The emotion adjusting device acquires the physiological data of the user through the emotion sensing system and calculates the current emotion value of the user according to the physiological data. And taking the current emotion value of the user and the expected emotion value of the user as the input of an emotion adjusting system, calculating a music selection parameter by the emotion adjusting system according to the current emotion value and the expected emotion value of the user, and selecting corresponding target music according to the music selection parameter. When the user appreciates the target music, the emotion changes, the emotion sensing system monitors emotion changes of the user in real time, and an output emotion value of the user after the user appreciates the target music is calculated. In order to effectively adjust the emotion of the user based on the emotion feedback of the user so that the user can obtain the expected emotion value, the emotion adjusting system takes the output emotion value as the current emotion value of the next cycle, and the music selection parameters are calculated again and the target music is selected until the user obtains the expected emotion value. Therefore, the emotion calculation accuracy is improved, and the emotion adjusting efficiency is improved.

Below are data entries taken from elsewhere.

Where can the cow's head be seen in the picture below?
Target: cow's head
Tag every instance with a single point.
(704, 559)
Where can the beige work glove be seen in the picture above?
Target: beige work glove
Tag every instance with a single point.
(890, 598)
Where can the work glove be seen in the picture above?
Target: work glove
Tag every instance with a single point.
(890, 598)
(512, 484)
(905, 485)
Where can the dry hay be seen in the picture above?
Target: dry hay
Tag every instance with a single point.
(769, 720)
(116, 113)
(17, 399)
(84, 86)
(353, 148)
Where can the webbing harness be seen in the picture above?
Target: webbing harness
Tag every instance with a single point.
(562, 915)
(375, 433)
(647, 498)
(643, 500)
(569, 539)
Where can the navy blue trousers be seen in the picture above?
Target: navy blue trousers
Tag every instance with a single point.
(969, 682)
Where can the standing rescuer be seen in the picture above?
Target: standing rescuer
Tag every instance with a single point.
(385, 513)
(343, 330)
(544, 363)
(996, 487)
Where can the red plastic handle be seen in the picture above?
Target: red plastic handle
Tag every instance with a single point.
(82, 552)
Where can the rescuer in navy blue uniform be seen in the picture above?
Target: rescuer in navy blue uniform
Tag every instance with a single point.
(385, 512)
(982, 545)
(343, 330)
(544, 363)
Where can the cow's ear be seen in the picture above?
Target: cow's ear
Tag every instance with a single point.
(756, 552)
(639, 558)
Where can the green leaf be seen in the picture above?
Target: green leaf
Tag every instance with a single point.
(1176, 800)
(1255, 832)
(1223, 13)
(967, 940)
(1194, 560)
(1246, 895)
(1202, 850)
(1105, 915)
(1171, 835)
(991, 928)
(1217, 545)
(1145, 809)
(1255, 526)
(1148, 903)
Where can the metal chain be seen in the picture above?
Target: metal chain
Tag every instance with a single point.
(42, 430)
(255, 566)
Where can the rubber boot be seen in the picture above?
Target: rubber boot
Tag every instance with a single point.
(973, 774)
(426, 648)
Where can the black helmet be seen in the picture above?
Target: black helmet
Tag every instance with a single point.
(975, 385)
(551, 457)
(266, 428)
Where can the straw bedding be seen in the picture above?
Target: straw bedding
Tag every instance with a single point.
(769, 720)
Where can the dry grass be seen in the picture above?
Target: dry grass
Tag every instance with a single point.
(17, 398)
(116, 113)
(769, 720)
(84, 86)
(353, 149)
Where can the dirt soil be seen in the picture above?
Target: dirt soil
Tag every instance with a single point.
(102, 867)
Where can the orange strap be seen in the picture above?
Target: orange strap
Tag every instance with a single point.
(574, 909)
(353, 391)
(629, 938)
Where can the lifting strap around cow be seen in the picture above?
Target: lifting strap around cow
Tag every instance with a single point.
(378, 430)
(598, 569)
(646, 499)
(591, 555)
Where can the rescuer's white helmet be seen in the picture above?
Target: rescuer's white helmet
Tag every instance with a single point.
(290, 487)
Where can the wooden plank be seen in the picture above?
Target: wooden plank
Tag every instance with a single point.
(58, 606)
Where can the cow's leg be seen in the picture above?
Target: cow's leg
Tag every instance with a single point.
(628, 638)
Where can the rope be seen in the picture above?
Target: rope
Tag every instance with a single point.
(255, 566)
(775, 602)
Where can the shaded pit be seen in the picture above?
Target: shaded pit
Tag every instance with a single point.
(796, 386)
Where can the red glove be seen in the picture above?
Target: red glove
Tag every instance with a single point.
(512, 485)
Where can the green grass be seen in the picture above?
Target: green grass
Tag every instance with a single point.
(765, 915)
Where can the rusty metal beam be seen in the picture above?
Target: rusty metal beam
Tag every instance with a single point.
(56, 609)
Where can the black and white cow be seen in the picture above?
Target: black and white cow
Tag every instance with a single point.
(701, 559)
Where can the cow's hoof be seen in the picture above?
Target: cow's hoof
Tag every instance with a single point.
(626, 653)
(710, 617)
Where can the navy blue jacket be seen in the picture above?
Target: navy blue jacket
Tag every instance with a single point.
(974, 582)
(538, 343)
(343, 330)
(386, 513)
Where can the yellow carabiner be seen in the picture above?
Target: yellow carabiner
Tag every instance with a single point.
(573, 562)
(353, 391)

For specific limitations of the emotion adjusting device, reference may be made to the above limitations of the emotion adjusting method, which are not described herein again. The modules in the emotion adjusting device can be wholly or partially realized by software, hardware and a combination thereof. The modules can be embedded in a hardware form or independent from a processor in the computer device, and can also be stored in a memory in the computer device in a software form, so that the processor can call and execute operations corresponding to the modules.
In one embodiment, a computer device is provided, which may be a server, and its internal structure diagram may be as shown in fig. 8. The computer device includes a processor, a memory, a network interface, and a database connected by a system bus. Wherein the processor of the computer device is configured to provide computing and control capabilities. The memory of the computer device comprises a nonvolatile storage medium and an internal memory. The non-volatile storage medium stores an operating system, a computer program, and a database. The internal memory provides an environment for the operation of an operating system and computer programs in the non-volatile storage medium. The database of the computer device is used for storing affective conditioning data. The network interface of the computer device is used for communicating with an external terminal through a network connection. The computer program is executed by a processor to implement a method of emotion adjustment.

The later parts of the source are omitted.